Carta psicografada revela detalhes sobre o crime cometido por Suzane Von Richthofen

Manoela Cardozo Publicado em 04/04/2025, às 08h00
Uma suposta carta psicografada atribuída a Marísia von Richthofen, mãe de Suzane von Richthofen, trouxe novas revelações sobre o caso que chocou o Brasil. A mensagem teria sido recebida pela sensitiva Érica Dias no dia 29 de setembro de 2021, durante uma tiragem de cartas para o jornalista Roberto Cabrini. Segundo a médium, o espírito de Marísia teria aparecido e enviado um recado para a filha.
O casal Manfred e Marísia von Richthofen foi brutalmente assassinado dentro de sua mansão no dia 31 de outubro de 2002. O crime foi orquestrado por Suzane, que contou com a ajuda dos irmãos Daniel e Cristian Cravinhos para executar os próprios pais. A repercussão do caso foi nacional e, anos depois, ainda desperta interesse.
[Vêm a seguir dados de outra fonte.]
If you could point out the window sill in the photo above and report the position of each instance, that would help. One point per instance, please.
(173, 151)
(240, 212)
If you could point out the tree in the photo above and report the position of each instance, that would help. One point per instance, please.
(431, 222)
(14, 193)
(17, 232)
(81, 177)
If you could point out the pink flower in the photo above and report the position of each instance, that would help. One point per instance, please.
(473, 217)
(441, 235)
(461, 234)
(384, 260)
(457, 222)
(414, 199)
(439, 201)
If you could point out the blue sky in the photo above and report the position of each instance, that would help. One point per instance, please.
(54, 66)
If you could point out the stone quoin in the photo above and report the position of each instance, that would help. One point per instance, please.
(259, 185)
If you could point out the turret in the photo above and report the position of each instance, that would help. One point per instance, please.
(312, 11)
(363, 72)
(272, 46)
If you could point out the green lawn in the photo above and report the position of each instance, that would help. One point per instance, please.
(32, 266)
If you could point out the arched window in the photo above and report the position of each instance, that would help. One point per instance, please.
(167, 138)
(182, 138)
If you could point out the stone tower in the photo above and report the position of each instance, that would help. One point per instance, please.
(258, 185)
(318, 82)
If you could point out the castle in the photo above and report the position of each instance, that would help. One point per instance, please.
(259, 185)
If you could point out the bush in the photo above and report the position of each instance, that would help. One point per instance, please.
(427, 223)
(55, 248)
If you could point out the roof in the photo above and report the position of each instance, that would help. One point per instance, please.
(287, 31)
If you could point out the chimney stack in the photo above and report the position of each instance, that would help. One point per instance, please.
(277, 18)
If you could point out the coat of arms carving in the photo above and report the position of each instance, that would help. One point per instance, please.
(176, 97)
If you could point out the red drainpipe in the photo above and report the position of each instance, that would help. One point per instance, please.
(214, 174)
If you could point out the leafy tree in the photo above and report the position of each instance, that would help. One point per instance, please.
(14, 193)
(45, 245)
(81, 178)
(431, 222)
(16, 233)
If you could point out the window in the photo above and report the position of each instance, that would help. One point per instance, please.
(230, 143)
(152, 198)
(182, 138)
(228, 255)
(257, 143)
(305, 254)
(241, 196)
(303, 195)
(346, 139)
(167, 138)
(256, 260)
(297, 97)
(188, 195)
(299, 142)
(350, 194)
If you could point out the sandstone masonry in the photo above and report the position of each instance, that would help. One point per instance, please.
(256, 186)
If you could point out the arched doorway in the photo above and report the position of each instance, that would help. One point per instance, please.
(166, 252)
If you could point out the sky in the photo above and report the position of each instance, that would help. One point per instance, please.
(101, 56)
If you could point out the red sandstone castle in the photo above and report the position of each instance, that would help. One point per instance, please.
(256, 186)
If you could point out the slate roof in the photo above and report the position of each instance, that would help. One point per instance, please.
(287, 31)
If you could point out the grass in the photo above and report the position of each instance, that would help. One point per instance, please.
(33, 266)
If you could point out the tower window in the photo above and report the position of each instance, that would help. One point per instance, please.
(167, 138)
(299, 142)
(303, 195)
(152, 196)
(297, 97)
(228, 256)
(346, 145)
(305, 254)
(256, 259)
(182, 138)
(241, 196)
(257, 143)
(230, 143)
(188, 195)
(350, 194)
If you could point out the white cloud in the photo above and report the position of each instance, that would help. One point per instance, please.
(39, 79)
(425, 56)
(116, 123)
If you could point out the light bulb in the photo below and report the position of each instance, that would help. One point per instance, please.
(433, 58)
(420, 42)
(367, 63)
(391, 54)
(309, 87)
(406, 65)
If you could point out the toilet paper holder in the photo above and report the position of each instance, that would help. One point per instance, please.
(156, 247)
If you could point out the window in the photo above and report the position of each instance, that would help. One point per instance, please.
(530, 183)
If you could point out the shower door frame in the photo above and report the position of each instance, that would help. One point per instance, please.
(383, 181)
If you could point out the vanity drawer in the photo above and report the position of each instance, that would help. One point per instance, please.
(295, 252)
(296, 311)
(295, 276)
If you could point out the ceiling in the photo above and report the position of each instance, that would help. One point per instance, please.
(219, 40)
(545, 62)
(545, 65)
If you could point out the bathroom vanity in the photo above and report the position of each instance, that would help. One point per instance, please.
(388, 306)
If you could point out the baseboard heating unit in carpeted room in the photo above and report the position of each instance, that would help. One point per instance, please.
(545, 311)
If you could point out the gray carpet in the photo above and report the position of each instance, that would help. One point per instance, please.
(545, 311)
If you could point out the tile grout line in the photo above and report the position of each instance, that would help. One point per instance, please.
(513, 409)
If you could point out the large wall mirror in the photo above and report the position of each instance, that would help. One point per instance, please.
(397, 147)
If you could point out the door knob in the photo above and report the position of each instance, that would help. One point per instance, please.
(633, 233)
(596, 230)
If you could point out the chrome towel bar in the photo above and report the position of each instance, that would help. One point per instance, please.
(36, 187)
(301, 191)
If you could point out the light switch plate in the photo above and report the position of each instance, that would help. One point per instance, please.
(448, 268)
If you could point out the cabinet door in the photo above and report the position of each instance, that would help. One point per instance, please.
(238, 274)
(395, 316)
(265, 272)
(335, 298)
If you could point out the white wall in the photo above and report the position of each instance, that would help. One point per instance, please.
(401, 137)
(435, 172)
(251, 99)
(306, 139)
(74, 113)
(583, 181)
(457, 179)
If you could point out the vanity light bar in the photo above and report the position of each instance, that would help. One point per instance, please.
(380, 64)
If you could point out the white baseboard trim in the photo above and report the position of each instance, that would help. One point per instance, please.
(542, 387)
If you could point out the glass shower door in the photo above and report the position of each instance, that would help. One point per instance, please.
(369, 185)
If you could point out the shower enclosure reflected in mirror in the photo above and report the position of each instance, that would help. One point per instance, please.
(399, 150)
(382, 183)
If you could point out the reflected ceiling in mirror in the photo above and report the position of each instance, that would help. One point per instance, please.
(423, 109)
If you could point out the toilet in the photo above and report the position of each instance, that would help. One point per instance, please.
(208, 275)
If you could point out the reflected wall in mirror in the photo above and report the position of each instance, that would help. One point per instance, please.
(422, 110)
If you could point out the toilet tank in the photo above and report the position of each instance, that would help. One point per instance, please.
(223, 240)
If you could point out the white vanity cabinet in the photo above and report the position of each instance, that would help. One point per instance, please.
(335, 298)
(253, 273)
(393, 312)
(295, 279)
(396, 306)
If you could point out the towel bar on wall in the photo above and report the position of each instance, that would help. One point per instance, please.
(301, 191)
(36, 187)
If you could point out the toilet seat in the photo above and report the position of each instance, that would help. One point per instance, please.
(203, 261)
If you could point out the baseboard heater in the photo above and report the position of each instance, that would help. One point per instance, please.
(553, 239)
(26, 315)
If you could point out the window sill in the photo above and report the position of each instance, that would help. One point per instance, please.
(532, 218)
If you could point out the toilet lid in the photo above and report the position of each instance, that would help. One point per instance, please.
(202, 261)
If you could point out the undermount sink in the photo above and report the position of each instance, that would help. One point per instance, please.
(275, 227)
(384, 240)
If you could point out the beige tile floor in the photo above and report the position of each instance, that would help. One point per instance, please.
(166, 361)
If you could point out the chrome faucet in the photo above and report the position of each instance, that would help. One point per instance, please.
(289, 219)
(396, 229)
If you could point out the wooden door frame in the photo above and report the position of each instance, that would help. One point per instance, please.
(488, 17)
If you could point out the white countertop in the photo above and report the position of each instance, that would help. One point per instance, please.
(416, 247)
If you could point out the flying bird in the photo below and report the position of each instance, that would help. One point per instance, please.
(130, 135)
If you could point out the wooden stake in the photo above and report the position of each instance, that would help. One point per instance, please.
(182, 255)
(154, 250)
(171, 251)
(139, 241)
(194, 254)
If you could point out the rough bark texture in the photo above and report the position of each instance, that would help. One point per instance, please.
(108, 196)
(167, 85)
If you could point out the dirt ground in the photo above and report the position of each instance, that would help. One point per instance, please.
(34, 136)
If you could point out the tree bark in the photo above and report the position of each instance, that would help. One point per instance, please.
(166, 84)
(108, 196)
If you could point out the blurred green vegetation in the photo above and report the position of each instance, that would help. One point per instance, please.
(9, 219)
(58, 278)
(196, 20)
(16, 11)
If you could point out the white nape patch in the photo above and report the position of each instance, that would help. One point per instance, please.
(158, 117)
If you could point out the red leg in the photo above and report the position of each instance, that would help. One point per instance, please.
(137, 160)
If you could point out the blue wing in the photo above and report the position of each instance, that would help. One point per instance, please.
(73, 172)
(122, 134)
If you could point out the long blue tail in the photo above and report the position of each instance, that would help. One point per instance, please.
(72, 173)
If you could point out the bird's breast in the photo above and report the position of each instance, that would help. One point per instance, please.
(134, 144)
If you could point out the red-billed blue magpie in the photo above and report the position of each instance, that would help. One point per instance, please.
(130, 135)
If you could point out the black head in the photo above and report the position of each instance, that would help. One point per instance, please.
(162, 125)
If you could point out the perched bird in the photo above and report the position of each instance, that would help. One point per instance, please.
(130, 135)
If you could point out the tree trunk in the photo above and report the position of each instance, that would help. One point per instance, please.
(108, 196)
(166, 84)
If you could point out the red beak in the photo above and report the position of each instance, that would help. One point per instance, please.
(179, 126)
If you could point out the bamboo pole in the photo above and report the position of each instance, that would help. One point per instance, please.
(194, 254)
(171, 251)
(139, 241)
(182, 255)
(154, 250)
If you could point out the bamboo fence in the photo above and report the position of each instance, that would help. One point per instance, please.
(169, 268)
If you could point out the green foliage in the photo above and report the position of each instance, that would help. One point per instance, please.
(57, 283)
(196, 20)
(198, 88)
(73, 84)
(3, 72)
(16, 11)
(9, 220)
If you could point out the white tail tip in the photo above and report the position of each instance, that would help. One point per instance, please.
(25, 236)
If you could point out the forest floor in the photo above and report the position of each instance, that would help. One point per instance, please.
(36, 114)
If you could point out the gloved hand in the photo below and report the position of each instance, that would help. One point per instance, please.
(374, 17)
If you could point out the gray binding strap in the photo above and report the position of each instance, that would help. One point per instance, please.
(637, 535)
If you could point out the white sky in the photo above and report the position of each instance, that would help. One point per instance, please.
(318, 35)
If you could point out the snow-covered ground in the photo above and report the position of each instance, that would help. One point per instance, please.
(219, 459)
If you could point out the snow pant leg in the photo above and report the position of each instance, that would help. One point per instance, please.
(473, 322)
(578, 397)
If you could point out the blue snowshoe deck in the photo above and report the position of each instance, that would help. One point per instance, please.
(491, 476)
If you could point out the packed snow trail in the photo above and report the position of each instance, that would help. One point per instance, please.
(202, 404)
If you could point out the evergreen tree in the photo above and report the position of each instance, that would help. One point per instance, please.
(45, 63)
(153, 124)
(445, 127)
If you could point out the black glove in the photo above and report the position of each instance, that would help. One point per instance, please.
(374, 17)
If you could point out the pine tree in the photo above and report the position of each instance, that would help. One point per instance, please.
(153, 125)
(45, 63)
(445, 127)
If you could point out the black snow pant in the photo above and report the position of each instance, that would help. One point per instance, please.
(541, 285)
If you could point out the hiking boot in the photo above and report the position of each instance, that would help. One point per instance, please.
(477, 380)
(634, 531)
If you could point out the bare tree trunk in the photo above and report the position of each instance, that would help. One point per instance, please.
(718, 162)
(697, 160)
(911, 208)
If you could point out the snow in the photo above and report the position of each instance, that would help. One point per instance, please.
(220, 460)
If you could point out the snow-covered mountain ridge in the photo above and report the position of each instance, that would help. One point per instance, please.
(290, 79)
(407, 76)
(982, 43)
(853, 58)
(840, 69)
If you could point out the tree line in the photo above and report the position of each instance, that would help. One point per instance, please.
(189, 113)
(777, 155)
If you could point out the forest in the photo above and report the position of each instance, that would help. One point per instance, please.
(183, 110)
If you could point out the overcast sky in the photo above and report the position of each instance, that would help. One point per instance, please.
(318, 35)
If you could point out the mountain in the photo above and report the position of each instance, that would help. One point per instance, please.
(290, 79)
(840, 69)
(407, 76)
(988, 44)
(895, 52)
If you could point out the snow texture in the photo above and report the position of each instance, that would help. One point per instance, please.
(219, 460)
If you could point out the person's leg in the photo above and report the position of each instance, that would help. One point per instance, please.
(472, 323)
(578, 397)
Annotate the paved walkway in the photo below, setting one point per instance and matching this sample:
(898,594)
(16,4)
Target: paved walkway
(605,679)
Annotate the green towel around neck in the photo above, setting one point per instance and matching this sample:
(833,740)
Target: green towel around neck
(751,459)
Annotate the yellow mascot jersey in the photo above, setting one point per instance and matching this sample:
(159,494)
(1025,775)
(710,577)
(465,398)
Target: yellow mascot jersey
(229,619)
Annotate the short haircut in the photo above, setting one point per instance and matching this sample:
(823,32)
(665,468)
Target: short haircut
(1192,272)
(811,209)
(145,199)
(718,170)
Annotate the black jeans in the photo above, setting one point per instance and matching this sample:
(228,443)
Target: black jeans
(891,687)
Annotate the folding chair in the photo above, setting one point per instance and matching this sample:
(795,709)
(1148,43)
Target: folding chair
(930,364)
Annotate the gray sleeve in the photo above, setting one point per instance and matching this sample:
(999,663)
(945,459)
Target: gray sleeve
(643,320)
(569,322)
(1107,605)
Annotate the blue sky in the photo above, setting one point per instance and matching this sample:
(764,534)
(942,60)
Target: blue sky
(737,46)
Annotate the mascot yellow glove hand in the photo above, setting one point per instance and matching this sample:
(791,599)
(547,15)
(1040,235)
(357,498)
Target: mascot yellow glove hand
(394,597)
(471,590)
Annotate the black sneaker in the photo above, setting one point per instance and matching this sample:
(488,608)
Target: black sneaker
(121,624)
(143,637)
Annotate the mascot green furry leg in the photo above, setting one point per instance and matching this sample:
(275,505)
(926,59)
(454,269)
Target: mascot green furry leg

Na mensagem psicografada, Marísia teria pedido que Suzane buscasse um caminho de luz e evitasse se tornar um espírito obsessor. "A mãe de Suzane apareceu para mim, estava na luz, pediu que eu transmitisse para a filha a mensagem, que deveria pegar os caminhos corretos, andar no caminho da luz e não virar um espírito obsessor, um espírito sem luz e não se torne um obsessor de outras pessoas", teria revelado a sensitiva.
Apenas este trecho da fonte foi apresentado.